Definition (independence):
$(A_i)_{i \in I}$ is called stochastically independent if for all finite non-empty subsets $J \subset I$ we have
\begin{align}
\mathbb{P}\left(\bigcap_{j \in J} A_j\right)
= \prod_{j \in J} \mathbb{P}(A_j).
\end{align}Theorem:
$(A_k)_{k = 1}^{n}$ is independent if and only if for each choice of $B_k \in \{A_k, A_k^C\}$, $k \in \{1, \ldots, n\}$ we have
\begin{equation*}
\mathbb{P}\left(\bigcap_{k = 1}^{n} B_k\right)
= \prod_{k = 1}^{n} \mathbb{P}(B_k).
\end{equation*}
Proof:
"$\impliedby$":
By adding the product formulas for $\{B_1, \ldots, B_n\}$ and $\{B_1^C, B_2, \ldots, B_n\}$ we obtain
\begin{equation} \tag{1}
\mathbb{P}\left(\bigcap_{k = 2}^{n} B_k\right)
= \prod_{k = 2}^{n} \mathbb{P}(B_k)
\end{equation}
Therefore one obtain the formula for intersections of $n – 1$ sets, then $n – 2$ and so on. $\square$
My Question:
I don't understand how (1) is obtained and the reasoning following it:
If I add
$$
\mathbb{P}\left(\bigcap_{k = 1}^{n} B_k\right)
= \prod_{k = 1}^{n} \mathbb{P}(B_k)
\qquad \text{and} \qquad
\mathbb{P}\left(\bigcap_{k = 2}^{n} B_k \cap B_1^C\right)
= \prod_{k = 2}^{n} \mathbb{P}(B_k) \cdot B_1^C
$$
I get
$$
\mathbb{P}\left(\bigcap_{k = 1}^{n} B_k\right) + \mathbb{P}\left(\bigcap_{k = 2}^{n} B_k \cap B_1^C\right)
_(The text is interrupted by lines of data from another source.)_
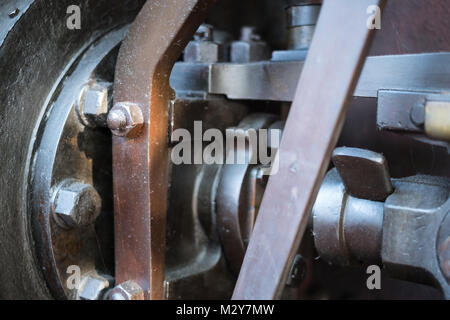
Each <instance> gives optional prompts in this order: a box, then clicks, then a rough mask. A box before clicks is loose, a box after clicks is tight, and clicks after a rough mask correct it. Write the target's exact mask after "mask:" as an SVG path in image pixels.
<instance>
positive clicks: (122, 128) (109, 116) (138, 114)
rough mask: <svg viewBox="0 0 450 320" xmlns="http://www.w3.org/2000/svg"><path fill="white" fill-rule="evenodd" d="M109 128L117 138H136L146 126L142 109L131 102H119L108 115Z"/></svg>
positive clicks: (112, 108)
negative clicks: (125, 137) (144, 126)
mask: <svg viewBox="0 0 450 320" xmlns="http://www.w3.org/2000/svg"><path fill="white" fill-rule="evenodd" d="M107 123H108V127H109V129H111V132H112V133H113V134H114V135H116V136H121V137H128V138H135V137H137V136H138V135H139V134H140V133H141V131H142V128H143V126H144V116H143V114H142V110H141V108H140V107H139V106H138V105H137V104H135V103H131V102H119V103H116V104H115V105H114V107H113V108H112V109H111V111H110V112H109V114H108V119H107Z"/></svg>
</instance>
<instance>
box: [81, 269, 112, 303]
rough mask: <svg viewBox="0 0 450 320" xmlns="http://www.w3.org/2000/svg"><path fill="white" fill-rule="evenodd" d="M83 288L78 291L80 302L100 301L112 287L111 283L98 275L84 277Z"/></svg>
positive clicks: (92, 275)
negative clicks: (88, 300) (108, 290)
mask: <svg viewBox="0 0 450 320" xmlns="http://www.w3.org/2000/svg"><path fill="white" fill-rule="evenodd" d="M81 283H82V284H81V288H80V289H79V291H78V297H79V299H80V300H100V299H102V298H103V297H104V295H105V292H106V291H107V289H108V288H109V286H110V281H108V280H107V279H106V278H104V277H102V276H99V275H97V274H89V275H86V276H84V277H83V280H82V281H81Z"/></svg>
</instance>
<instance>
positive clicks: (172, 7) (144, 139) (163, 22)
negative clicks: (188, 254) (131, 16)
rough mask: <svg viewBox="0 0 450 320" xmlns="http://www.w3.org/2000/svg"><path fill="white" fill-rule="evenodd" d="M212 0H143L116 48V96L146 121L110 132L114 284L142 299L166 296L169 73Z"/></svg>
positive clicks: (169, 88)
mask: <svg viewBox="0 0 450 320" xmlns="http://www.w3.org/2000/svg"><path fill="white" fill-rule="evenodd" d="M213 2H214V1H212V0H198V1H195V0H189V1H182V0H169V1H158V0H155V1H153V0H150V1H147V3H146V4H145V5H144V7H143V9H142V10H141V12H140V13H139V15H138V17H137V19H136V21H135V22H134V24H133V25H132V27H131V28H130V32H129V34H128V36H127V38H126V39H125V41H124V43H123V45H122V47H121V50H120V53H119V58H118V63H117V70H116V77H115V87H114V88H115V103H117V102H127V101H128V102H133V103H136V104H138V105H139V106H140V107H141V109H142V111H143V115H144V122H145V123H144V128H143V132H142V134H141V135H140V136H138V137H137V138H135V139H131V140H130V139H127V138H123V137H114V138H113V176H114V210H115V253H116V283H118V284H120V283H122V282H125V281H128V280H131V281H135V282H136V283H137V284H138V285H140V286H141V288H142V289H143V290H144V292H145V298H146V299H149V298H152V299H162V298H163V297H164V290H163V280H164V255H165V232H166V230H165V224H166V206H167V203H166V201H167V184H168V172H167V164H168V138H167V130H168V111H169V100H170V99H171V95H172V90H171V88H170V86H169V74H170V71H171V69H172V67H173V64H174V63H175V60H176V59H177V58H178V57H179V56H180V54H181V52H182V50H183V48H184V46H185V45H186V43H187V42H188V40H189V39H190V37H191V36H192V35H193V34H194V32H195V30H196V29H197V27H198V26H199V25H200V23H201V22H202V20H203V19H204V18H205V15H206V13H207V11H208V9H209V7H210V6H211V5H212V3H213Z"/></svg>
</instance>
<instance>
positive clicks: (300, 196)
mask: <svg viewBox="0 0 450 320" xmlns="http://www.w3.org/2000/svg"><path fill="white" fill-rule="evenodd" d="M375 3H376V4H377V5H379V6H381V7H382V6H383V4H384V1H376V2H375ZM341 4H342V3H340V2H336V1H334V2H326V3H325V4H324V6H323V8H322V13H321V18H320V19H319V22H318V25H317V29H316V35H315V37H314V41H313V43H312V45H311V49H310V51H309V54H311V55H313V56H314V59H307V60H306V62H305V67H304V69H303V71H302V74H301V76H300V79H299V81H298V86H297V91H296V95H295V99H294V101H293V103H292V106H291V109H290V111H289V117H288V119H287V121H286V126H285V128H284V132H283V138H282V140H281V144H280V148H279V149H278V153H277V159H278V160H279V170H278V172H277V174H275V175H272V176H271V178H270V179H269V182H268V185H267V188H266V192H265V194H264V197H263V200H262V203H261V209H260V212H259V218H258V219H257V221H256V223H255V228H254V230H253V234H252V238H251V240H250V243H249V246H248V249H247V252H246V254H245V258H244V262H243V264H242V268H241V271H240V273H239V278H238V281H237V283H236V287H235V289H234V293H233V298H234V299H273V298H278V297H280V296H281V293H282V290H283V288H284V285H285V283H286V278H287V276H288V274H287V272H288V270H287V268H288V266H289V265H291V264H292V262H293V259H294V256H295V254H296V251H297V250H298V247H299V244H300V241H301V239H302V237H303V234H304V232H305V229H306V225H307V223H308V220H309V216H310V213H311V209H312V206H313V204H314V200H315V197H316V195H317V192H318V191H319V187H320V183H321V180H322V179H323V176H324V175H325V172H326V168H327V167H328V163H329V160H330V156H331V152H332V149H333V148H334V146H335V144H336V142H337V139H338V136H339V134H340V130H341V129H342V126H343V123H344V118H345V115H346V111H347V106H348V100H349V98H350V97H351V94H352V92H353V91H354V89H355V86H356V83H357V80H358V78H359V75H360V73H361V68H362V65H363V63H364V59H365V57H366V54H367V49H368V46H369V44H370V41H371V35H372V32H371V30H369V29H368V28H366V27H365V26H364V23H365V19H363V18H362V16H360V15H358V12H361V11H362V10H364V9H365V8H367V6H368V5H370V4H373V1H372V2H371V3H368V2H367V1H358V3H356V2H352V3H351V4H348V5H347V6H346V7H345V8H344V7H342V6H341ZM348 16H355V18H354V19H351V20H347V21H346V23H344V22H343V21H345V20H346V17H348ZM364 18H365V17H364ZM336 24H340V28H338V29H335V28H334V26H335V25H336ZM330 34H333V38H334V41H333V44H334V46H333V47H332V49H331V50H332V51H335V50H336V51H339V52H340V55H339V58H340V59H337V58H336V59H335V60H334V61H335V64H334V68H333V69H332V71H331V70H329V68H328V64H327V63H324V62H323V61H324V60H322V59H326V53H325V52H327V51H328V50H330V47H329V43H328V40H327V38H328V36H329V35H330ZM349 35H351V36H349ZM347 39H351V41H346V40H347ZM344 43H345V45H344ZM325 81H328V82H329V83H330V86H329V90H328V91H326V93H325V94H323V95H320V94H318V93H319V92H320V90H321V88H322V85H323V82H325ZM304 105H306V106H308V107H307V108H305V107H303V106H304ZM315 114H320V115H326V116H325V117H324V118H322V119H321V121H319V120H318V118H315V117H314V116H315ZM304 119H311V120H312V119H315V120H316V121H310V122H309V123H305V122H302V124H303V125H302V126H298V123H299V122H300V121H302V120H304ZM315 130H317V132H320V133H321V134H320V135H317V136H315V137H314V140H313V141H311V134H310V132H313V131H315ZM299 186H301V187H302V188H304V189H306V190H308V192H300V190H299ZM274 225H277V229H273V226H274ZM270 247H273V248H276V249H275V250H270V251H269V250H268V249H269V248H270ZM255 257H258V259H255ZM267 264H268V265H267ZM261 278H263V279H264V281H261Z"/></svg>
= \prod_{k = 1}^{n} \mathbb{P}(B_k) + \prod_{k = 2}^{n} \mathbb{P}(B_k) \cdot B_1^C
= \prod_{k = 2}^{n} \mathbb{P}(B_k) \underbrace{\left[ \mathbb{P}(B_1) + \mathbb{P}(B_1^C) \right]}_{= 1}.
$$
But how does the LHS simplify?
I guess I have to use the definition but since I only know that the $(A_k)_{k = 1}^{n}$ are independent by hypothesis, what can I say about the independence of $(B_k^{(C)})_{k = 1}^{n}$?
Best Answer
The crucial observation I think is to note that
$\bigcap_{k=1}^n B_k$ and $B_1^\complement \cap \bigcap_{k=2}^n B_k$ are disjoint (a point cannot be both in $B_1$ and its complement $B_1^\complement$) and have $\bigcap_{k=2}^n B_k$ as their union:
$$\bigcap_{k=2}^n B_k = \bigcap_{k=2}^n B_k \cap \left(B_1 \cup B_1^\complement\right) = \left(\bigcap_{k=1}^n B_k\right) \cup \left(\bigcap_{k=2}^n B_k \cap B_1^\complement \right)$$
by the usual distributive law $A \cap (B \cup C) = (A \cap B ) \cup (A \cap C)$ etc. So the sum of probabilities of the two sets is that of the union because of the usual axioms for a probability.